L'arte e la cultura ci rendono ogni giorno mentalmente, emotivamente, spiritualmente più forti e consapevoli di noi stessi e della realtà che ci circonda. Spero che, volendo vedere il classico bicchiere mezzo pieno, questa situazione ci abbia almeno parzialmente aperto gli occhi, aiutandoci a comprendere l'importanza e il valore imprescindibile dell'arte e della cultura, smettendo di pensare erroneamente che non servano o, comunque, che siano un qualche cosa di decisamente superfluo, assolutamente trascurabile rispetto alle esigenze dell'economia e del mercato.

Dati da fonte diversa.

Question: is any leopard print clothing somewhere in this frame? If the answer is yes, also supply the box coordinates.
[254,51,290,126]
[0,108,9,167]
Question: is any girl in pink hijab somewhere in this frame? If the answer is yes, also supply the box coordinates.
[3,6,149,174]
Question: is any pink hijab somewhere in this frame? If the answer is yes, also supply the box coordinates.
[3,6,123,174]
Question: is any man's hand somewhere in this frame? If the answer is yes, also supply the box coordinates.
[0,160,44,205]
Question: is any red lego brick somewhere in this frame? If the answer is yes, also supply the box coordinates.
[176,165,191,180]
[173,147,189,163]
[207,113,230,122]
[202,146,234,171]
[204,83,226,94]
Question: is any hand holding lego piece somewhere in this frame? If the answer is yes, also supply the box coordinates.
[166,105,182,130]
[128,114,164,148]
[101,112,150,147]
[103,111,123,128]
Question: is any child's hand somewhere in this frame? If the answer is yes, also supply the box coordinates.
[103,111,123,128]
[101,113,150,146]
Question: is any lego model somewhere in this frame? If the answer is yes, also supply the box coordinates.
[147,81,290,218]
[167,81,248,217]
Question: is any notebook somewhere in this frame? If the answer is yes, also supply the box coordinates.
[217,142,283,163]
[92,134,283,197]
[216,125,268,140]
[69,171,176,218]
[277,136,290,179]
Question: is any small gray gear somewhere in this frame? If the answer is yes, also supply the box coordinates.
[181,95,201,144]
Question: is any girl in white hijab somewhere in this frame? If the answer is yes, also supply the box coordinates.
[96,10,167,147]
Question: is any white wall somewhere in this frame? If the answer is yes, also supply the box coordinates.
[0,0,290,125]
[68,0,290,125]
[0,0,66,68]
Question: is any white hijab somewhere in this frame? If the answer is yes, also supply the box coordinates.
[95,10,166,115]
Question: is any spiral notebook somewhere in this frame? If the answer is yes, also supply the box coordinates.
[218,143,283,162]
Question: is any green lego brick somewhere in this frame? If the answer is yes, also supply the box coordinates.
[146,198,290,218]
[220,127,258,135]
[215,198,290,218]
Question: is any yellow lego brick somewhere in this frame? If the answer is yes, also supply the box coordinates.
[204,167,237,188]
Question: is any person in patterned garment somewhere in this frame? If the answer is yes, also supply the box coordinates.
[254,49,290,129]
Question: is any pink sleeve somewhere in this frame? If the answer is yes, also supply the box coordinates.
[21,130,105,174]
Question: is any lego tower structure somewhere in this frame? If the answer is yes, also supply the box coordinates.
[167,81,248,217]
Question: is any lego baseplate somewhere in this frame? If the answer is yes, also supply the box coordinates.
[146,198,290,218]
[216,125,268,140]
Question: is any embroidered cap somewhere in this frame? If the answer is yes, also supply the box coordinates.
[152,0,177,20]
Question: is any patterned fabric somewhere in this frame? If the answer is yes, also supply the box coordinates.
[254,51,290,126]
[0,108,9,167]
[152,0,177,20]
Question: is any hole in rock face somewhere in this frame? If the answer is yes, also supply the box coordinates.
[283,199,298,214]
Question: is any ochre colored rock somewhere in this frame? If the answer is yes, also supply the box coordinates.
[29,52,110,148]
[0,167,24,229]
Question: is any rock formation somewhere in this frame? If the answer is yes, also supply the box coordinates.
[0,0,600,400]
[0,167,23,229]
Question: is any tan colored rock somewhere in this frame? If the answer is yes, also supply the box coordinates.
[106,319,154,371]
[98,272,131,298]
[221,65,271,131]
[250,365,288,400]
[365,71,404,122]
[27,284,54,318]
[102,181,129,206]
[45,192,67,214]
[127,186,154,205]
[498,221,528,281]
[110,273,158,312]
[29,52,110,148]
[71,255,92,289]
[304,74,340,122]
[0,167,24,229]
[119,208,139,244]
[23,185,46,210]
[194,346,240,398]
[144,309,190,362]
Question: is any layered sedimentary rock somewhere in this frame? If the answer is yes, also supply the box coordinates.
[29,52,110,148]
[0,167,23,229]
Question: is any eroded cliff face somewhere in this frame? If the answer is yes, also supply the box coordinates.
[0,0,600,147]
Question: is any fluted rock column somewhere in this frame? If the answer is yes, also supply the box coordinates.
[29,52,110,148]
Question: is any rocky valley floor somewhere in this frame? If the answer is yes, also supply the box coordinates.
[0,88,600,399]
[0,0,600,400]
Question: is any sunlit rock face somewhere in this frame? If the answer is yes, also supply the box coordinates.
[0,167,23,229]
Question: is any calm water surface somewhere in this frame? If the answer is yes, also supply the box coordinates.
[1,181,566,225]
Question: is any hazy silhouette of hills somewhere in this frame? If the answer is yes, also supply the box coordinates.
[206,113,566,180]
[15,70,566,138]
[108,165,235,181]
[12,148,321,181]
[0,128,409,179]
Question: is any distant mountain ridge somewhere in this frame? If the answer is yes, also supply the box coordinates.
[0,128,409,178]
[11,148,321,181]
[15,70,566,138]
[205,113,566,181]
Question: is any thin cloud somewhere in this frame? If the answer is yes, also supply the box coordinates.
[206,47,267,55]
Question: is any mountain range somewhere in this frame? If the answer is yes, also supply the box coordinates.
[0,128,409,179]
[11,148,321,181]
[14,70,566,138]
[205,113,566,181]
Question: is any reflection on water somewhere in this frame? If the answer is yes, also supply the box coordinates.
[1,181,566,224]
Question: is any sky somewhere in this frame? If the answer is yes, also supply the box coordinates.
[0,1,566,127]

Io, in questo periodo di quarantena, forse non sarei uscita indenne se non avessi trovato l'appiglio per antonomasia, quello dei miei amati libri, film, della mia preziosissima musica...
Tre capisaldi della mia vita che, ora come non mai, mi hanno permesso di distrarmi, di evadere e, perché no, anche di sorridere, ridere e riflettere profondamente, guardando, laddove necessario, la realtà con il giusto distacco e la massima crudezza. Ho scoperto e riscoperto il dono dell'introspezione, della lentezza. So che a breve riprenderà la nostra routine, seppur con diverse modalità e soggetta a norme rigide e stringenti. Sono certa che, una volta che ci saremo lasciati alle spalle questa terribile vicenda, verremo nuovamente assorbiti dalla frenesia della nostra quotidianità, ma mi auguro che, almeno di tanto in tanto, terremo tutti quanti presente ciò che conta davvero e che, nella maggior parte dei casi, non si può acquistare, né ottenere guidati dalla foga, dalla brama e dalla fretta.